В час дня он завтракал с воздержностью эллина – яйцо, овощи, – затем, растянувшись на диване, принимался за русский чай, просматривая в газетах и журналах литературную, театральную и светскую хронику, которая не входила в чисто политическую компетенцию Смита. Он внимательно читал и португальские газеты (которые называл «презабавным продуктом общественного разложения»), ибо они имеют свой характерный стиль и чрезвычайно любопытны для всякого, кто, подобно Фрадике, интересуется посредственностью в ее натуральных проявлениях. Он считал, что Калинó[118] столь же достоин изучения, как Вольтер. Остальную часть дня Фрадике посвящал друзьям, визитам, мастерским художников, фехтовальным залам, выставкам, клубам – словом, всем тем разнообразным занятиям, которые создает себе человек хорошего вкуса, живущий в высокоцивилизованном городе.
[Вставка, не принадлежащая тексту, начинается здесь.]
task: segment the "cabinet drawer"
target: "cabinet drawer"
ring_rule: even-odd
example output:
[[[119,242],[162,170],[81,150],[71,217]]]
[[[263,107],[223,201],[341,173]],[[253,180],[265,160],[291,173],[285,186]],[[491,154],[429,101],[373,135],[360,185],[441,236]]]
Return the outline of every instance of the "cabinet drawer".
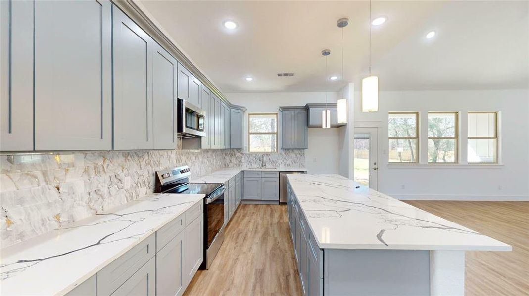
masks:
[[[204,211],[204,202],[202,200],[197,202],[186,211],[186,226],[193,222],[197,217],[202,214]]]
[[[244,177],[251,177],[253,178],[260,178],[261,172],[258,170],[245,170]]]
[[[261,171],[261,176],[263,178],[279,178],[279,171]]]
[[[186,228],[186,214],[183,213],[156,232],[156,252],[158,253]]]
[[[110,295],[152,258],[156,235],[152,234],[97,273],[97,295]]]
[[[318,273],[319,273],[318,277],[323,278],[323,250],[318,247],[318,243],[316,242],[316,237],[314,237],[312,233],[311,233],[308,236],[308,255],[311,257],[311,260],[316,262],[316,265],[318,269]]]

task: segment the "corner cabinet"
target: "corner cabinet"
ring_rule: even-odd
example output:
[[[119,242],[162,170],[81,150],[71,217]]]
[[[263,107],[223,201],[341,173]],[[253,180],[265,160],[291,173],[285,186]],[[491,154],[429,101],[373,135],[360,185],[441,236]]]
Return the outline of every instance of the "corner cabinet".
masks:
[[[112,4],[34,8],[35,150],[110,150]]]
[[[308,149],[307,109],[304,106],[281,107],[282,149]]]
[[[154,148],[174,149],[177,141],[177,61],[158,43],[153,47]]]
[[[214,129],[213,123],[214,121],[213,113],[212,112],[213,105],[211,104],[211,91],[202,84],[200,90],[200,100],[202,101],[202,110],[206,112],[206,122],[204,125],[204,131],[206,135],[200,138],[200,149],[211,149],[211,140],[213,139],[211,131]]]
[[[336,103],[309,103],[305,105],[308,110],[308,127],[322,127],[322,111],[328,109],[331,111],[331,127],[343,126],[346,123],[338,123],[338,107]]]
[[[243,122],[244,111],[246,108],[241,106],[232,105],[230,108],[230,148],[242,149]]]
[[[33,150],[33,2],[0,1],[1,151]]]
[[[152,149],[154,41],[112,7],[114,149]]]
[[[202,84],[189,70],[178,63],[178,99],[188,101],[202,108],[201,88]]]

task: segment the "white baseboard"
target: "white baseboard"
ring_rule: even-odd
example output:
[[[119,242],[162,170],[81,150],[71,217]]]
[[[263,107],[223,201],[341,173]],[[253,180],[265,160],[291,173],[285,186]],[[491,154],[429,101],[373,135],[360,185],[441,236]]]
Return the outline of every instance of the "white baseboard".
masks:
[[[403,200],[471,200],[529,202],[529,195],[478,195],[470,194],[397,194],[387,195]]]

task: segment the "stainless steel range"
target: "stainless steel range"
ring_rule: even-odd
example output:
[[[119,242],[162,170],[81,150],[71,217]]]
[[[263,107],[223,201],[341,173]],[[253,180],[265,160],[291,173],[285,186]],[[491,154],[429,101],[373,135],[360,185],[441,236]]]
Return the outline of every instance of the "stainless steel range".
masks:
[[[200,269],[209,269],[224,241],[223,183],[190,183],[187,166],[156,172],[156,193],[205,194],[204,199],[204,255]]]

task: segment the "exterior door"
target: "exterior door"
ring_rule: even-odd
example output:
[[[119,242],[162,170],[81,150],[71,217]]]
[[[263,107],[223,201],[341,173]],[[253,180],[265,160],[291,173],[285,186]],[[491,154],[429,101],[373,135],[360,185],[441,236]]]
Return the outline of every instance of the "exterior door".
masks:
[[[378,187],[378,132],[377,128],[354,129],[354,180],[377,190]]]

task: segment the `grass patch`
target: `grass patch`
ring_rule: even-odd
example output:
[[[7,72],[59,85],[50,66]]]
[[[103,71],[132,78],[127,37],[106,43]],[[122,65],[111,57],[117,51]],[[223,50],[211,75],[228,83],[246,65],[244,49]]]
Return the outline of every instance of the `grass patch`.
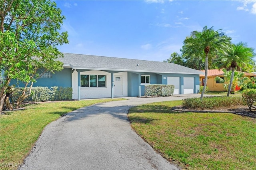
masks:
[[[256,120],[231,113],[178,113],[182,101],[129,111],[132,128],[166,159],[193,170],[256,169]]]
[[[242,97],[242,91],[237,91],[235,92],[234,94],[230,94],[230,96],[235,96],[237,97]],[[226,91],[209,91],[207,93],[207,95],[217,95],[218,96],[227,96],[228,94],[227,92]]]
[[[16,169],[15,165],[22,162],[45,126],[62,115],[84,107],[121,100],[124,99],[43,103],[0,115],[0,169]]]
[[[207,109],[246,105],[242,97],[225,96],[206,97],[202,100],[198,97],[186,99],[182,101],[182,104],[184,107],[192,109]]]

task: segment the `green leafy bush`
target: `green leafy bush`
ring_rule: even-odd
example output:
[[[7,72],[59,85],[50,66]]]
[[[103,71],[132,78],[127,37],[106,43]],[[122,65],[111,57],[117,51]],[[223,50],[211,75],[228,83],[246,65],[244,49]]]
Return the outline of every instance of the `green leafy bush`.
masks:
[[[174,86],[169,85],[145,85],[145,96],[169,96],[173,95]]]
[[[243,99],[246,103],[247,106],[252,111],[252,107],[256,109],[256,89],[248,89],[243,91],[242,93]]]
[[[202,91],[203,91],[203,89],[204,88],[204,86],[200,86],[199,87],[199,93],[202,93]],[[204,91],[205,93],[208,93],[209,92],[209,87],[208,86],[206,86],[205,88],[205,91]]]
[[[72,93],[73,89],[72,87],[59,87],[57,89],[54,87],[54,95],[52,95],[53,100],[56,101],[70,100],[72,99]]]
[[[12,97],[12,100],[16,101],[22,94],[23,88],[14,88],[14,92]],[[26,93],[28,94],[28,88]],[[52,87],[50,88],[44,87],[32,87],[31,94],[24,101],[47,101],[70,100],[72,99],[72,87]]]
[[[186,99],[182,101],[182,103],[187,109],[202,110],[245,105],[241,97],[224,96],[206,97],[202,100],[197,97]]]

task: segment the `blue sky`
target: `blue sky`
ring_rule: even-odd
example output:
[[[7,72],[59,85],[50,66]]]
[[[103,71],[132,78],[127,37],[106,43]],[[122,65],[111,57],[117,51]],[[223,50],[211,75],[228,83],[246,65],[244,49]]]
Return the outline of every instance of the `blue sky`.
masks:
[[[205,26],[256,48],[256,0],[55,2],[69,35],[62,52],[162,61]]]

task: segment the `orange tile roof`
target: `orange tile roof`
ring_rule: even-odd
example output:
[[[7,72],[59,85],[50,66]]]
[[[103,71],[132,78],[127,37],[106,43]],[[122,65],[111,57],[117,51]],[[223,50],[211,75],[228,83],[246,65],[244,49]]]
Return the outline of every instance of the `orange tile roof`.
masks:
[[[200,70],[201,71],[204,73],[205,70]],[[211,70],[208,70],[208,73],[207,75],[208,76],[218,76],[219,75],[222,75],[224,72],[222,70],[220,70],[219,71],[218,69],[213,69]],[[204,76],[204,75],[200,75],[200,76]]]
[[[204,73],[205,71],[200,70],[201,71]],[[254,73],[249,73],[244,72],[244,75],[247,76],[255,76],[256,77],[256,74]],[[220,75],[223,75],[224,74],[224,72],[222,70],[219,71],[218,69],[212,69],[211,70],[208,70],[208,74],[207,74],[208,76],[218,76]],[[204,75],[200,74],[200,76],[204,76]]]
Под вечер он отправлялся в Булонский лес в фаэтоне, которым сам правил, или верхом на «Царице Савской», великолепной кобыле из табунов Айн-Вейба, уступленной ему моссульским эмиром. Вечер, если у него не было в этот день ложи в Опере или во Французской Комедии, он проводил в салоне какой-нибудь дамы, ибо испытывал потребность закончить день среди «женственной эфемерности» (его выражение).